Starting from the premise that the best way to understand the nature of Saddam Husayn's regime "is not through conventional narrative history but rather through an analysis of political discourse," Bengio reviews in detail the Iraqi regime's use of language. Focusing on the terms that the Ba`thi Party itself "placed at the center of its idiom," she shows the importance of the fact that "revolution" (thawra) is a good thing in Iraqi discourse and "coup d'état" (inqilab) a bad one. She dissects the treatment that a trio of enemies receives—imperialism, Israel, and Iran.
Bengio, a senior research fellow at the Dayan Center of Tel Aviv University, draws several major conclusions. The Saddam Husayn regime has lasted so long because it has mastered verbal manipulation as well as physical power.

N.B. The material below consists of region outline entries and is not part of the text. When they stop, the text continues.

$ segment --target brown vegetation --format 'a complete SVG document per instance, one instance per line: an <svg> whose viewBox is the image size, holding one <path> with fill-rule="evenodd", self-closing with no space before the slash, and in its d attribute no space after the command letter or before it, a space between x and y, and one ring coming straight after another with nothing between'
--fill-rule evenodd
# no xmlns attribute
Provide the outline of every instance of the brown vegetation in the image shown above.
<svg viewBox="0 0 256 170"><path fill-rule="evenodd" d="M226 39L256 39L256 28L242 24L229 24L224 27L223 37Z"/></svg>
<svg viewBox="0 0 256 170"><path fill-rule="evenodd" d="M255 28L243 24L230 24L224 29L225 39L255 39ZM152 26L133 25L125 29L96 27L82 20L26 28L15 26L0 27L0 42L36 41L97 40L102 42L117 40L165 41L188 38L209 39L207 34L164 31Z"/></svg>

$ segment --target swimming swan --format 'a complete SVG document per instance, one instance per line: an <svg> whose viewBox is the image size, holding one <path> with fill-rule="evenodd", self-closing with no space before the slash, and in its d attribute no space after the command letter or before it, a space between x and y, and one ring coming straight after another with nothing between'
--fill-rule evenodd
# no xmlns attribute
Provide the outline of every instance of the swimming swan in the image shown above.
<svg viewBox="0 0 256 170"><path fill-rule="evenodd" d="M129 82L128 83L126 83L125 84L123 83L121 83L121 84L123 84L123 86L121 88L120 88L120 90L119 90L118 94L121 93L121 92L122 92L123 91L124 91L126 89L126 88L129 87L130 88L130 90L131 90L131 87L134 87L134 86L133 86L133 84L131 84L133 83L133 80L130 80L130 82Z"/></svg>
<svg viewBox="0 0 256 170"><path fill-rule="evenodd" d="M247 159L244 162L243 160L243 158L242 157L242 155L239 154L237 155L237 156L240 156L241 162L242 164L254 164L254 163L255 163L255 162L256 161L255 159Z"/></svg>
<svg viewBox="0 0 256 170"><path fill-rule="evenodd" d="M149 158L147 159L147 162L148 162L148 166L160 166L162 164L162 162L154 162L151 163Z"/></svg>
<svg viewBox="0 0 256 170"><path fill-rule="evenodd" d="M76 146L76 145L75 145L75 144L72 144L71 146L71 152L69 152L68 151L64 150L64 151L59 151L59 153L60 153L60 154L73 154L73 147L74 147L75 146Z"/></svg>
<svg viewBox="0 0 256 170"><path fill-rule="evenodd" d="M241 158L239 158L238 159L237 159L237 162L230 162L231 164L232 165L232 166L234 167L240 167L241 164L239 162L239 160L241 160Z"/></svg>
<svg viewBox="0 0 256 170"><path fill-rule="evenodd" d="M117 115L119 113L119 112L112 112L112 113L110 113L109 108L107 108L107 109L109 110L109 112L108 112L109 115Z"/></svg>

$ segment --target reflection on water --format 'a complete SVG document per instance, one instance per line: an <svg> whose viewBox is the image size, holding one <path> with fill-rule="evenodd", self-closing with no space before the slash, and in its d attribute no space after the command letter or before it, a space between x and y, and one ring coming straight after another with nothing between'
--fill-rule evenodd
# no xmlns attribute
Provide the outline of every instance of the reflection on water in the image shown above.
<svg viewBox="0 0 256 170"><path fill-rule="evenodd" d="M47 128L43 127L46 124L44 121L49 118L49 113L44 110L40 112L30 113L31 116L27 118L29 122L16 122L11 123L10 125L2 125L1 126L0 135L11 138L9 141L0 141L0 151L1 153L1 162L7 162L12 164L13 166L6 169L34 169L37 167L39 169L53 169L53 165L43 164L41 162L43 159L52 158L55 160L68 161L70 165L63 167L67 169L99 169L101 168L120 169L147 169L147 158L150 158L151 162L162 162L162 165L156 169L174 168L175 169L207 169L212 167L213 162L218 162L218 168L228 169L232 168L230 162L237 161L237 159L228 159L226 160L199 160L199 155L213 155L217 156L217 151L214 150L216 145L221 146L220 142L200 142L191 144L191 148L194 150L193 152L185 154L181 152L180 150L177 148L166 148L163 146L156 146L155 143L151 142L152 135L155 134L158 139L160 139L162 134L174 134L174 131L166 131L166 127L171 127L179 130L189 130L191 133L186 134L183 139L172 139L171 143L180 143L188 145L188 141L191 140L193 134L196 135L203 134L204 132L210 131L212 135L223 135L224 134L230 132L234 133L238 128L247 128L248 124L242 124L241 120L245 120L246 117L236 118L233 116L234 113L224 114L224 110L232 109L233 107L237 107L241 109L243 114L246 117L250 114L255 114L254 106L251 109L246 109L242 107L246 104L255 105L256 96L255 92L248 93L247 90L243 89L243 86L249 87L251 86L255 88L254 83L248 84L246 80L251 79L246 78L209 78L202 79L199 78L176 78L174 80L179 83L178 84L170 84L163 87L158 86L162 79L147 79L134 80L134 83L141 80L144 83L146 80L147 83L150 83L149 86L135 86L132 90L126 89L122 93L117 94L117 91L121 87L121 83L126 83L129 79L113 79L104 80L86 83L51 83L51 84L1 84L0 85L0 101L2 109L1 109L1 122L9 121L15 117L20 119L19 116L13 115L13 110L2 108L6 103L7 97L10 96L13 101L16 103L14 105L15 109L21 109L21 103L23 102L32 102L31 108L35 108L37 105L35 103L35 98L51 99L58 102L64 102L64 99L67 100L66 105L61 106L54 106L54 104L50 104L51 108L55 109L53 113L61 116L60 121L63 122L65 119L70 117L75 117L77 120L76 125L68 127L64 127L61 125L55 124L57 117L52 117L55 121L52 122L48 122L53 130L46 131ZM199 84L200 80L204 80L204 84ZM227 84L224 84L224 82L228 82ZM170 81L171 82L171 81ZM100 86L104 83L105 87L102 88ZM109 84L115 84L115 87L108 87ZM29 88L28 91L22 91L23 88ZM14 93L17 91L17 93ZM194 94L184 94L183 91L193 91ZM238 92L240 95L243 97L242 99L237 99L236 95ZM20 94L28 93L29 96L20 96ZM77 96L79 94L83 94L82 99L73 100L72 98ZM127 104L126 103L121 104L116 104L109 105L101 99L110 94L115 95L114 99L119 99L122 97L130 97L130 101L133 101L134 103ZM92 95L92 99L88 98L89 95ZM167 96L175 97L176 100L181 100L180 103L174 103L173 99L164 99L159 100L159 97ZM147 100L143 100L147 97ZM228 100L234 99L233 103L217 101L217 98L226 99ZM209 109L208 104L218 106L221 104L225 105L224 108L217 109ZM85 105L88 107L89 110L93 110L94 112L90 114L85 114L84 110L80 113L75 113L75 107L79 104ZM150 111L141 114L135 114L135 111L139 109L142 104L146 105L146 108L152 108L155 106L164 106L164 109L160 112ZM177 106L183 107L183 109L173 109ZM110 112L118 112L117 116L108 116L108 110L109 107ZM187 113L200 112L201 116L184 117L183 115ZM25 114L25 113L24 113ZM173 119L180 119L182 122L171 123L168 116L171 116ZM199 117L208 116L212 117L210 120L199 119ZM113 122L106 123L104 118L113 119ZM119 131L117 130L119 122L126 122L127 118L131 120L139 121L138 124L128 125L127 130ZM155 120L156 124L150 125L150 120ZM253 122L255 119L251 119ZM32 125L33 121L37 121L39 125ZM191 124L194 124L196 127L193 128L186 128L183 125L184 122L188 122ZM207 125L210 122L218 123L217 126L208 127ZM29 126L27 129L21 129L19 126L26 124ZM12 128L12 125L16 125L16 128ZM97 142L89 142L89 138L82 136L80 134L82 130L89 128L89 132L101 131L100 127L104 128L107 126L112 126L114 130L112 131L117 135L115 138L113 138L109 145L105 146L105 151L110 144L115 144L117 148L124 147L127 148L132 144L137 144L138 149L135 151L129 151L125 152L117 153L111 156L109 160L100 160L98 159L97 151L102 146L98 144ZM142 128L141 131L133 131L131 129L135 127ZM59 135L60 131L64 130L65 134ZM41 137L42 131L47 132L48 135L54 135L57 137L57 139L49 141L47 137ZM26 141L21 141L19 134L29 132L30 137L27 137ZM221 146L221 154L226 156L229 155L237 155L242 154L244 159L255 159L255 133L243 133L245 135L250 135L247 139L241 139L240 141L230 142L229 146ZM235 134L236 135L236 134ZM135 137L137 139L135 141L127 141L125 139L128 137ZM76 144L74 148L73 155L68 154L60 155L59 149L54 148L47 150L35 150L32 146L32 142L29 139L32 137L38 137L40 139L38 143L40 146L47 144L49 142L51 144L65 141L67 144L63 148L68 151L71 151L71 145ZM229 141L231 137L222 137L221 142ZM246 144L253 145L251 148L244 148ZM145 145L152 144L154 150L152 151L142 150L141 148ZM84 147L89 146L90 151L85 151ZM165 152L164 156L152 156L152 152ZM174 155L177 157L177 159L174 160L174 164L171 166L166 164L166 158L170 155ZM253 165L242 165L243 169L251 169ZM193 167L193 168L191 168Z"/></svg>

A "major shift" has taken place, "from a secular, leftist, and socialist idiom to a language dominated by Islamic terms and concepts." The ultimate purpose of all the political talk is to make the public "acquiesce in the total power monopoly of a numerically tiny elite."
While the author thoroughly and creatively exposes her subject, she does not achieve her bold claim of besting "conventional narrative history" in explaining Iraqi politics. However valuable the close reading of rhetorical texts, this can only complement, not replace, the full-scale study of history. In the end, the regime's propaganda is but a small part of its power.